N’oublie pas ma culotte, mon cher petit homme, la grande chaleur étant passée ce vêtement me devient de plus en plus indispensable [1]. C’est plus qu’un plaisir c’est un besoin et tu serais cruel de me le faire attendre plus longtemps.

Juliette

MVH, α 7940
Transcription de Nicole Savy


21 juillet [1847], mercredi après-midi, 3 h.

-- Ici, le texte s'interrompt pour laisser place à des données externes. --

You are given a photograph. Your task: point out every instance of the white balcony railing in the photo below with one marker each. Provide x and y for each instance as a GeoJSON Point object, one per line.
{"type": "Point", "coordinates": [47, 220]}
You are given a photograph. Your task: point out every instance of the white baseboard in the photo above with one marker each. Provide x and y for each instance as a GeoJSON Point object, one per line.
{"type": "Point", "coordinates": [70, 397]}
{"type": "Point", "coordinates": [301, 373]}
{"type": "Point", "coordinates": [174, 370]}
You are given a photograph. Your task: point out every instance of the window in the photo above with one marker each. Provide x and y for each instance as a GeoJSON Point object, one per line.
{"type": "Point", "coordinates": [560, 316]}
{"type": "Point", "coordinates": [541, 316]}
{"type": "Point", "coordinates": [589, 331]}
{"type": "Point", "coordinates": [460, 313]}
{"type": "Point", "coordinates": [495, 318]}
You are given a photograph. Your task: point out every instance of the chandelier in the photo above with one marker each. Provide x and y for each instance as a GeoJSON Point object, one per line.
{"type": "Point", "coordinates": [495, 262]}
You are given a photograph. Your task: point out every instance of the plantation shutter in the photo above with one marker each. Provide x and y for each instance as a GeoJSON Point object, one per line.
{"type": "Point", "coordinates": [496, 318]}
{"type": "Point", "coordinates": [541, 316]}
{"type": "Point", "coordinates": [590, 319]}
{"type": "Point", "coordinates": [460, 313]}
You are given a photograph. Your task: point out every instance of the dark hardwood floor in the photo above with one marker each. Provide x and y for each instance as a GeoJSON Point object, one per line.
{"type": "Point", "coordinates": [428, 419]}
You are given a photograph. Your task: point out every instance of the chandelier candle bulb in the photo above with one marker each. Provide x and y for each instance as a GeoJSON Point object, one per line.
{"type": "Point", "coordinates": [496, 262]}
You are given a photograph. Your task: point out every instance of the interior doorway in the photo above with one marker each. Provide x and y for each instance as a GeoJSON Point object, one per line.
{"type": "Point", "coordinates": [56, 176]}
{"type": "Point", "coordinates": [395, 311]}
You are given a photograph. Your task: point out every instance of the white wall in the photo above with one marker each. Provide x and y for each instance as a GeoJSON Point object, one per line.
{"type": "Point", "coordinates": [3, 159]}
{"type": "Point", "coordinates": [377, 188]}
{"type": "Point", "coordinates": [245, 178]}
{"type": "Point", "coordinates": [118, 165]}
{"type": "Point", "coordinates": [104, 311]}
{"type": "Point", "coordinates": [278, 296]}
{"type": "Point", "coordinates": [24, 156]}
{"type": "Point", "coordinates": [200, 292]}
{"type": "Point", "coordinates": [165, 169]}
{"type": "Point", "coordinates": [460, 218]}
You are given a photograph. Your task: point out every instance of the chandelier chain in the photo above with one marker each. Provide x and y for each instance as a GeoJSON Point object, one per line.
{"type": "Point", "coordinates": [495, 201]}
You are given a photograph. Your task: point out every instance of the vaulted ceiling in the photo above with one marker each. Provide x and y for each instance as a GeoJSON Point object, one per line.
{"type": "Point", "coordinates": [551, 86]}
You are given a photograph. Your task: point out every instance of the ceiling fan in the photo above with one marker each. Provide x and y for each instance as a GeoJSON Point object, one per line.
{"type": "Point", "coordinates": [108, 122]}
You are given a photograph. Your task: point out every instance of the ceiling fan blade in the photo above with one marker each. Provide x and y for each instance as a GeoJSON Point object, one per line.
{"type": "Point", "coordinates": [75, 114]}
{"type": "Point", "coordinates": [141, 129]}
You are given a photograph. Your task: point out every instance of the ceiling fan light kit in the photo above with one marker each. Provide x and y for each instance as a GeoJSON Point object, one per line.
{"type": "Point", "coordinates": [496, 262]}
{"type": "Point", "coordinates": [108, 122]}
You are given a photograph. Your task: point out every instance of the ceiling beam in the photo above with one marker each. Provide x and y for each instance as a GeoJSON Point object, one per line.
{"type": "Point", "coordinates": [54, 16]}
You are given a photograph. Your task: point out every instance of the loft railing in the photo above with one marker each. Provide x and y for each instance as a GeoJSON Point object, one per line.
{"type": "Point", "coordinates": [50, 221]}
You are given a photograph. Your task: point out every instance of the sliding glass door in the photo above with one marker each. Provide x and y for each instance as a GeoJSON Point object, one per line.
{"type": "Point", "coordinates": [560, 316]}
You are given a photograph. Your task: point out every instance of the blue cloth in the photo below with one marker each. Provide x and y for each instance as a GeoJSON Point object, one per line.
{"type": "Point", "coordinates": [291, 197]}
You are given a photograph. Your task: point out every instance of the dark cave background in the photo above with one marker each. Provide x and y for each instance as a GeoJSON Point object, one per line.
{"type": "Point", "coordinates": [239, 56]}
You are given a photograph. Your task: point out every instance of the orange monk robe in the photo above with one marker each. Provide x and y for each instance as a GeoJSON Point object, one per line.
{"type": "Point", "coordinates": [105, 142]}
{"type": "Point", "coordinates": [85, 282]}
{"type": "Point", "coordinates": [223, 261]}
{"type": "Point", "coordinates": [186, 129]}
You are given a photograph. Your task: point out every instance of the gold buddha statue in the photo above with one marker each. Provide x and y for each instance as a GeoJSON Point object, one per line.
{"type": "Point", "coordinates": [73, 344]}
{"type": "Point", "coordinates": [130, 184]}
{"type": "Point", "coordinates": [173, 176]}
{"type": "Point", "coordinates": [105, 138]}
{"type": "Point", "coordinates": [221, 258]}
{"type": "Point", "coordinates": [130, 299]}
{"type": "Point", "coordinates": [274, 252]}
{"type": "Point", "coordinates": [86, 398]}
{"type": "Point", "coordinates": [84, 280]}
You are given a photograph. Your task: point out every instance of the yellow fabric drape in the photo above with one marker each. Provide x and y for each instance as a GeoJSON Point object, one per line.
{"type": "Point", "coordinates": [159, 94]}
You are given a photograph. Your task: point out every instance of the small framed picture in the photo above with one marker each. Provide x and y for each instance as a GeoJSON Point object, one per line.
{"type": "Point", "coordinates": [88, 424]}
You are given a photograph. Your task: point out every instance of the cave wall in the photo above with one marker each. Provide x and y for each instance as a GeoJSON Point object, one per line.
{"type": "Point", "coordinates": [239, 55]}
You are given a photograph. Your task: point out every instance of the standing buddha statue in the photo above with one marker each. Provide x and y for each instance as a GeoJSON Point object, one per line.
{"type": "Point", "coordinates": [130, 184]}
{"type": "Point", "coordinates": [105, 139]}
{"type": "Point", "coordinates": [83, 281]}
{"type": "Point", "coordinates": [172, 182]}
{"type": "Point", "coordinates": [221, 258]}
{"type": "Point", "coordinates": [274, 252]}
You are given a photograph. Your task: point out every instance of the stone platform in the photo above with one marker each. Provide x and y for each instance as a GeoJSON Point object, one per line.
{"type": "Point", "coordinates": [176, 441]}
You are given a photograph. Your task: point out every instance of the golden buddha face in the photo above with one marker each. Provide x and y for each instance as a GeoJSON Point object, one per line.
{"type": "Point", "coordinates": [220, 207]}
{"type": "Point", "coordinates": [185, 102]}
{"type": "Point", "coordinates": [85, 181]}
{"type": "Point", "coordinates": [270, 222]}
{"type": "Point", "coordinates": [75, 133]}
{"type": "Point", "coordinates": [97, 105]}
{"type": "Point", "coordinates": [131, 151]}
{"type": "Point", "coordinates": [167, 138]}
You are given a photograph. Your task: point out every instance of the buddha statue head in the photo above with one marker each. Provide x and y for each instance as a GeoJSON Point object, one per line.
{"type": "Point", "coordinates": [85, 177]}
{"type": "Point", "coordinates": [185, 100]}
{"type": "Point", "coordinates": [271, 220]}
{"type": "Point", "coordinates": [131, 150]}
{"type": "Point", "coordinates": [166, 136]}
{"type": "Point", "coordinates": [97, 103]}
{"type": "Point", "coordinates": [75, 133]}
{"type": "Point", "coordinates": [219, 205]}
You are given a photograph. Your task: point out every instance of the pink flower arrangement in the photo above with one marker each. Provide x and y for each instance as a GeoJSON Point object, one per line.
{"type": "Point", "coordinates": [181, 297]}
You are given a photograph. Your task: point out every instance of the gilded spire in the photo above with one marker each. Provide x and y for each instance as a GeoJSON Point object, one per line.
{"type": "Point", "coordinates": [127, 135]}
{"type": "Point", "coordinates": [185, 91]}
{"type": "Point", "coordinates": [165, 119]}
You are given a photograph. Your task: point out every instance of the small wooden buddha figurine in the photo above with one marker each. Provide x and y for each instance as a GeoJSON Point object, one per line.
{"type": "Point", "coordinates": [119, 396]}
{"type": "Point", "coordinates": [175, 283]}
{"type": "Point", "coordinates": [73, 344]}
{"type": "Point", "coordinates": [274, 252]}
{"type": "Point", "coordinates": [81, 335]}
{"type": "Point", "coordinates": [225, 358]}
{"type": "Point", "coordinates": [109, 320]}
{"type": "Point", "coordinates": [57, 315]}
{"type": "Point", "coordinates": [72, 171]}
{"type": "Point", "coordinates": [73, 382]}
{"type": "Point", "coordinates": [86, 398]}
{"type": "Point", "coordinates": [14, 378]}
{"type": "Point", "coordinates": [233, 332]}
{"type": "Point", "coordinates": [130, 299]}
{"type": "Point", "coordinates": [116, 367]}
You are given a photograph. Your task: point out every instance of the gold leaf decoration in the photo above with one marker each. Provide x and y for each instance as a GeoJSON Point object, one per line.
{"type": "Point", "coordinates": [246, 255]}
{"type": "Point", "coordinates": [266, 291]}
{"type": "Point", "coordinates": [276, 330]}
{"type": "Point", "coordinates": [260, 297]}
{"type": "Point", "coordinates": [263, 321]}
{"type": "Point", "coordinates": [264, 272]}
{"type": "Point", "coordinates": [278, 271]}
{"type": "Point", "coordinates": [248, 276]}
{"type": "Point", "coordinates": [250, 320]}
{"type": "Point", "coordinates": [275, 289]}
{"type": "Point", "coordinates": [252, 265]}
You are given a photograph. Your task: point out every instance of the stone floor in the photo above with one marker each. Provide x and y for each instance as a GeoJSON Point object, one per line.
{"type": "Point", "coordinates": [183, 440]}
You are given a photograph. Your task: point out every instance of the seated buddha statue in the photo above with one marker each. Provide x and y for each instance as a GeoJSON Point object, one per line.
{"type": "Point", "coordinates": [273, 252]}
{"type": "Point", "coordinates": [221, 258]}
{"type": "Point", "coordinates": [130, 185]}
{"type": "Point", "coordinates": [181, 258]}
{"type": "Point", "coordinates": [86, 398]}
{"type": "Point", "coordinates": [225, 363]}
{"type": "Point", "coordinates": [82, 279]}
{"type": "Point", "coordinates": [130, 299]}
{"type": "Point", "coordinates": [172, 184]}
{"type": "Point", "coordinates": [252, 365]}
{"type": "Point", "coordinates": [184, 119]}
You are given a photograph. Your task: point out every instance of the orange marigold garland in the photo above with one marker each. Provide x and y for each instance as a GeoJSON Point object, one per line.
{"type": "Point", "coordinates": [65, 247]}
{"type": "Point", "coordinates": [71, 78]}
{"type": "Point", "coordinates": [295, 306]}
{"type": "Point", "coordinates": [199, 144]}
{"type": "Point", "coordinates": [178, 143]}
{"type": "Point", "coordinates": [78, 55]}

Je ne suis pas encore prête, mon petit Toto, ce qui fait que je n’irai pas chez Louise [2] tout à l’heure ; ce sera pour un autre jour où j’aurai plus de temps devant moi. Je suis contrariée que Joséphine ne soit pas venue à temps pour te porter ton tapis. Du reste cela ne m’étonne pas par l’habitude que j’ai d’être malencontreuse dans tout ce que je désire et dans tout ce que je fais. J’espère pourtant qu’elle viendra ce soir à moins qu’elle ne soit malade. Dans tous les cas j’enverrai savoir ce qui la retient chez elle, car elle n’est pas venue non plus dimanche.
Cher petit homme, mon Toto bien-aimé, je t’aime à deux genoux trois cœurs. Je voudrais te faire de bonnes surprises toute la journée. Malheureusement tes moyens ne me le permettent pas. C’est dommage car je m’y entendraisa assez bien. À la place de ces gracieusetés, je ne peux t’offrir que mon amour qui n’est rien moins qu’aimable trop souvent et qui, dans tous les cas, ne peut pas faire l’office de surprise. Enfin chacun donne QU’EST-CE QU’IL A. Moi je te donne mon cœur.

Juliette

MVH, α 7941
Transcription de Nicole Savy

a) « enttendrais », semble-t-il corrigé par-dessus « attendrais ».

Notes

[1Exemple d’humour de Juliette, qui termine cette lettre-Confiteor par un jeu de mots presque leste : elle rabat le sens figuré de « culotte » sur son sens ordinaire, le festin sur la lingerie.